The use of non‐steroidal anti‐inflammatory drugs (NSAIDs) has proved to be effective in the treatment of soft‐tissue injuries and it has been shown to be of benefit in the early resolution of soft‐tissue injuries because of their ability to inhibit prostaglandin synthetase activity.2,3

Currently, the most widely recommended and used drug treatment for the pain associated with these sporting injuries are orally administered drugs, such as NSAIDs, including aspirin and paracetamol.4 Oral NSAIDs reach the site of activity only after the drug enters the systemic circulation. To have an adequate local effect they must reach relatively high systemic levels and they can cause important systemic side effects.5,6

In contrast, topically applied NSAIDs can provide directed and focal relief without systemic activity. Topical drugs are applied on the skin overlying the injured and painful body region. The drug then penetrates the skin, subcutaneous fatty tissue and muscle in a sufficient amount to exert therapeutic effects, whereas plasma levels remain low, and directly acts within the injured site without the need for systemic activity.7 Topical NSAIDs offer the advantage of local, enhanced drug delivery to affected tissues that can produce clinically meaningful results with a reduced incidence of systemic adverse events, such as peptic ulcer and gastrointestinal haemorrhage and without drug–drug interactions.8 A recent quantitative systemic review of randomised controlled trials concluded that topical NSAIDs are effective in relieving the pain associated with soft‐tissue injuries without systemic adverse reactions.9

A new topical dosage form (patch), containing ketoprofen as the active agent, was jointly developed by Labtec GmbH (Langenfeld, Germany) and Appplied Pharma Research (APR, Balerna, Switzerland). Ketoprofen transdermal delivery system (TDS) patches (size 82×110 mm; surface 90 cm2) are made up of three layers: (1) a backing textile layer of polyester, longwise and crosswise elastic, (2) a matrix of 20% ketoprofen in acrylic pressure sensitive adhesive corresponding to 100 mg ketoprofen per patch and (3) a release liner of polyethylenterephtalat foil, 100 μm, which has one of both sides siliconised. This patch allows release of ketoprofen over 24 h, and a continuous presence of the active substance at the injury sites.

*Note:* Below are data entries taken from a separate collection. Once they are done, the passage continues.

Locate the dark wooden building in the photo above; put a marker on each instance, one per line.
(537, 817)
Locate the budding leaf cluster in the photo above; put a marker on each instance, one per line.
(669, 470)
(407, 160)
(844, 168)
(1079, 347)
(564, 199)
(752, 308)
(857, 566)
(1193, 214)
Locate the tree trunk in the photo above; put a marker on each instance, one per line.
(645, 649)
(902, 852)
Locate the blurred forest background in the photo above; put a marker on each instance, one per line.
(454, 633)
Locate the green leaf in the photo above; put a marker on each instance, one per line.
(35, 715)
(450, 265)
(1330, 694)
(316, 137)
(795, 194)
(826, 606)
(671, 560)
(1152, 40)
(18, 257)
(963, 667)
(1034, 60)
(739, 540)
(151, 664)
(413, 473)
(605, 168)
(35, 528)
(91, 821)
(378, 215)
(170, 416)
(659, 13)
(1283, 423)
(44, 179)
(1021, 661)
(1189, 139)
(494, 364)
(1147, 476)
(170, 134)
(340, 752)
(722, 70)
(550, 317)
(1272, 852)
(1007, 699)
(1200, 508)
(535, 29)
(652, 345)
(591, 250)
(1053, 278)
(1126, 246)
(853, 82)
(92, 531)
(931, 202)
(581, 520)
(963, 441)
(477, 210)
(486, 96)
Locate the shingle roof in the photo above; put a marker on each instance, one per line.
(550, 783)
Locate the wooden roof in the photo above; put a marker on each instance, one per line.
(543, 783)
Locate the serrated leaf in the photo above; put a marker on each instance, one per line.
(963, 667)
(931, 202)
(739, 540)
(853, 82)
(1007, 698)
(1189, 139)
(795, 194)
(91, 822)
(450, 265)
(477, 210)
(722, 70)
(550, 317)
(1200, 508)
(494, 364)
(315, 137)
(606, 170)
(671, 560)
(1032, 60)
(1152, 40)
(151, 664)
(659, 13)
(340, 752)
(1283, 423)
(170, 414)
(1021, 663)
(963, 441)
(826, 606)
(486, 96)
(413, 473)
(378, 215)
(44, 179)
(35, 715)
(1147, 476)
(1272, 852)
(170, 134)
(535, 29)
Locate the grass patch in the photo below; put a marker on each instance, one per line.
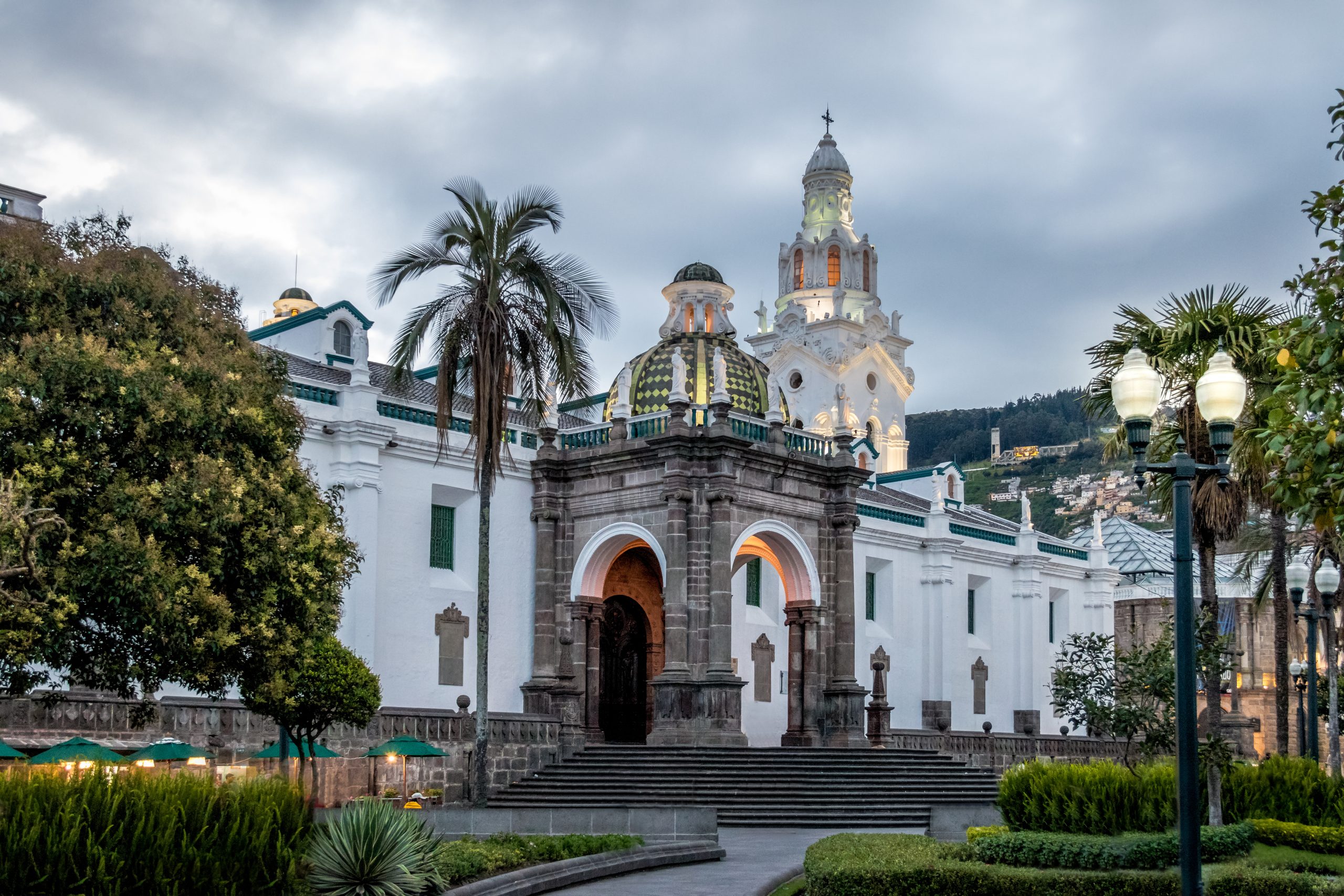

Safety preclinical studies were performed on the ketoprofen TDS patch. There were no dermal reactions, no irritation for the skin or for the eye as a single dose, and no significant irritation in repeated‐dose studies.10,11,12,13 The in vitro percutaneous absorption from the ketoprofen TDS patch was nearly linear over at least 72 h, 14,15 thus showing it was effective as a once daily administration.14 The in vivo transdermal absorption from the ketoprofen TDS patch was evaluated in rabbits with shaved skin and showed an effective delivery from the patch during the application to the skin and a good skin adhesion. The average total systemic exposure, as expressed by the area under the curve, correlated to the amount released from the patch and reached about 10%.16

With all those characteristics, the once a day dosage was likely to ensure a better compliance, in comparison with creams, gels and sprays which often require 3–4 applications per day.17,18,19

The aim of this multicentre study was to assess the efficacy, tolerability and patient's acceptability of a new NSAID drug delivery system, a ketoprofen TDS patch administered once a day, in the treatment of pain associated with acute minor sport‐related soft‐tissue injuries, in comparison with one of the most widely used topical NSAIDs in Spain, diclofenac sodium gel (dolotren gel, FAES Farma S.A., Madrid, Spain) administered three times a day.

Materials and methods

Subjects who showed a painful benign sport‐related soft‐tissue injury (sprains, strains and contusions) of upper or lower limbs, except fingers and toes, which became recently evident (>48 h before the initial study visit) were considered for admission into the study.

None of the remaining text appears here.